Сойдя на берег, Волдис позвонил по телефону в городскую больницу и попросил выслать машину скорой помощи. Вернувшись на судно, он попросил Молли немедленно уйти и стал ждать.

Одновременно с санитарами прибыли и полицейские. Волдиса подробно допросили; неизбежные формальности поставили его в неприятное, двусмысленное положение. Собрались штурманы, капитан тоже заинтересовался случившимся, а портовые рабочие, явившиеся на работу, шныряли у дверей каюты.

Волдис хладнокровно пропускал все мимо ушей, подписал протокол и, провожаемый десятками глаз, последовал за Лаумой до машины. Девушку увезли. На пароходе загрохотали лебедки.

Волдис вернулся в каюту. Не зная, что боцман латыш, грузчики зубоскалили за его спиной. Но Волдис делал вид, что не слышит их замечаний. «У нее воспаление легких и туберкулез в последней стадии…» — думал он.

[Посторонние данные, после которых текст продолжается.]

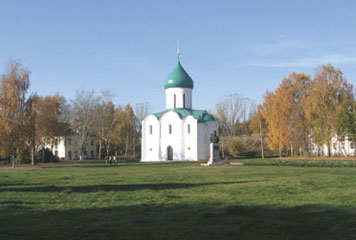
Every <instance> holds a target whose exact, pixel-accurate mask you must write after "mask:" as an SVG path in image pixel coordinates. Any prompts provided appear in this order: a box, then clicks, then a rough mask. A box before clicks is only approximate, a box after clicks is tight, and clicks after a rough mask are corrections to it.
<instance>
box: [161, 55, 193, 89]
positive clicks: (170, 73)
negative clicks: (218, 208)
mask: <svg viewBox="0 0 356 240" xmlns="http://www.w3.org/2000/svg"><path fill="white" fill-rule="evenodd" d="M193 87H194V82H193V80H192V78H191V77H190V76H189V75H188V73H187V72H186V71H185V70H184V68H183V67H182V65H181V64H180V62H179V60H178V62H177V65H176V67H175V68H174V69H173V70H172V72H171V73H170V74H169V75H168V77H167V79H166V80H165V81H164V88H165V89H167V88H191V89H192V88H193Z"/></svg>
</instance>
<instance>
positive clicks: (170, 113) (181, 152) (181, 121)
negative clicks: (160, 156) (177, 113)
mask: <svg viewBox="0 0 356 240" xmlns="http://www.w3.org/2000/svg"><path fill="white" fill-rule="evenodd" d="M160 122H161V140H160V142H161V159H162V160H163V161H165V160H167V157H168V156H167V148H168V146H171V147H172V148H173V161H174V160H185V156H184V138H183V137H182V135H183V134H182V133H183V126H182V125H183V124H182V123H183V122H182V120H181V119H180V117H179V116H178V114H177V113H175V112H173V111H172V112H167V113H165V114H164V115H163V116H162V117H161V118H160ZM169 125H171V126H172V132H171V133H169Z"/></svg>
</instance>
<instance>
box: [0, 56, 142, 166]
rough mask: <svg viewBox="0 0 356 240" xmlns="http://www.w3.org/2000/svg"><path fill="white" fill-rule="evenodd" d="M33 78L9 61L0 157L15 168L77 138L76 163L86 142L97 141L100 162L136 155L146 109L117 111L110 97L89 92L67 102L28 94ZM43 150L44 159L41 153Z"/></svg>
mask: <svg viewBox="0 0 356 240" xmlns="http://www.w3.org/2000/svg"><path fill="white" fill-rule="evenodd" d="M30 74H31V72H30V70H28V69H27V68H25V67H23V66H22V65H21V63H20V62H19V61H13V60H12V61H10V62H9V65H8V67H7V69H6V71H5V73H4V74H3V75H2V76H1V79H0V155H1V156H7V157H10V159H11V162H12V164H13V165H14V164H15V162H16V160H21V159H23V158H24V157H25V155H31V160H32V163H33V164H34V163H35V158H36V155H37V158H40V157H42V159H43V160H44V155H45V154H44V153H45V151H43V149H44V148H45V147H46V146H48V145H51V148H53V145H54V144H55V143H56V141H55V138H56V137H58V136H66V135H70V134H75V135H77V136H78V144H79V147H80V158H81V159H82V157H83V155H84V152H85V147H86V145H87V144H88V139H89V137H90V136H92V135H95V136H97V137H99V139H100V141H99V146H100V147H99V155H100V156H99V157H103V156H104V155H108V154H112V153H114V154H118V153H120V154H125V155H127V154H128V153H129V152H131V153H133V154H135V152H136V146H137V143H138V142H139V141H140V139H139V138H140V121H141V120H142V119H143V117H144V116H145V115H146V114H147V112H148V104H147V103H140V104H137V105H136V112H137V114H135V113H134V110H133V108H132V107H131V105H126V106H124V107H123V106H121V105H115V104H114V103H113V102H112V98H113V94H111V93H110V92H104V93H102V94H101V95H100V96H98V95H96V94H95V93H94V92H93V91H91V92H87V91H84V90H82V91H77V92H76V95H75V97H74V99H72V100H71V101H70V102H68V101H67V100H66V99H65V98H64V97H63V96H61V95H59V94H56V95H54V96H38V95H37V94H35V93H31V94H29V93H28V91H29V87H30V80H29V76H30ZM41 149H42V156H39V155H40V154H39V152H40V150H41Z"/></svg>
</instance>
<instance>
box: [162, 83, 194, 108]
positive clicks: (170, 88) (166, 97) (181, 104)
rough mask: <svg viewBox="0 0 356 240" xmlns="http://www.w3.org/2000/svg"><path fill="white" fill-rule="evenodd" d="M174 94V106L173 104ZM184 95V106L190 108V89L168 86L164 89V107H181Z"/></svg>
mask: <svg viewBox="0 0 356 240" xmlns="http://www.w3.org/2000/svg"><path fill="white" fill-rule="evenodd" d="M174 95H176V106H174ZM184 95H185V108H190V109H191V108H192V89H190V88H168V89H166V108H183V105H184V104H183V96H184Z"/></svg>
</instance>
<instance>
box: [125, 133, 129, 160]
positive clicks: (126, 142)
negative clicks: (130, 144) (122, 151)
mask: <svg viewBox="0 0 356 240" xmlns="http://www.w3.org/2000/svg"><path fill="white" fill-rule="evenodd" d="M125 145H126V146H125V157H126V156H127V150H128V148H129V137H128V136H127V137H126V144H125Z"/></svg>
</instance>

Затем Волдис направился к капитану и попросил отпуск на несколько дней. Его отпустили без жалованья до выхода в море. В распоряжении Волдиса было четыре свободных дня.

 

***

 

Несколько часов Волдис бродил по рижским улицам. Повсюду он видел чужие лица — такие же чужие, как и сам старый город, который возле набережной Даугавы изменился до неузнаваемости: исчезли многочисленные торговые будки и навесы, а вместе с ними — шумная жизнерадостная сутолока, пестрая толпа, которые прежде были так обычны для этого района; повсюду виднелись сломанные и полуразобранные здания, развалины, обломки кирпича, груды полусгнивших досок.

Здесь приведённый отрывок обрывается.